Incluso Anton LaVey, fundador de la Iglesia de Satán, compartió la fascinación por la performatividad y el simbolismo, parte de ese legado crowleyano que corroe la cultura pop.
Coil, con John Balance y Peter Christopherson, transformó la magia en alquimia sonora: electrónica como hechizo, sexo como rito, tiempo convertido en trance.
La escena neofolk, por su parte, recogió esa estela: Current 93, de David Tibet, llevó esa herencia al apocalipsis místico-folk; Death in June fundió simbolismo, guerra y ocultismo en neofolk ceremonial.
Incluso los Beatles lo incluyeron en la portada de Sgt. Pepper’s Lonely Hearts Club Band (1967), confirmando que magia y música popular comparten la misma raíz: romper, trascender, desafiar.

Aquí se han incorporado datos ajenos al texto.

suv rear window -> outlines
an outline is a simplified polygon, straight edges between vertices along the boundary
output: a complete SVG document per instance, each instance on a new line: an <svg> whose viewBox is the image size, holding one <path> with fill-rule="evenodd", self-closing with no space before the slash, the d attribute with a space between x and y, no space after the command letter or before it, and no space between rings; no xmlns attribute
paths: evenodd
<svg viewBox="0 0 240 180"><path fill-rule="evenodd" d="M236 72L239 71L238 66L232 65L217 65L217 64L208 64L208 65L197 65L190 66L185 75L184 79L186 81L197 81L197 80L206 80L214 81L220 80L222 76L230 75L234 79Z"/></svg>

Entonces, ¿genio o farsante?
Durante sus últimos años, Crowley sobrevivió entre escritos, discípulos dispersos y el uso constante de sustancias que mantenían su cuerpo en pie y su mente en trance. A pesar del deterioro físico, siguió predicando Thelema con la misma intensidad de siempre.
En 1945 se retiró a Netherwood, una pensión en Hastings, Inglaterra, donde dos años después —el 1 de diciembre de 1947— afrontó su muerte como lo había hecho con la vida: como un acto consciente. A ese momento lo llamó “La Gran Fiesta”, el ritual final con el que un thelemita celebra su tránsito al siguiente plano.
Con el paso del tiempo, a 78 años de su partida, Crowley sigue dividiendo: ¿visionario de la libertad o charlatán disfrazado de místico?
Sus seguidores lo idolatran; sus detractores lo tachan de manipulador. Lo cierto es que, décadas después, su nombre todavía provoca desasosiego, sacude, perturba. Tal vez porque su verdadero poder no estaba en la magia, sino en eso: obligarnos a mirar la parte más oscura de la libertad… y preguntarnos si realmente estamos listos para vivirla.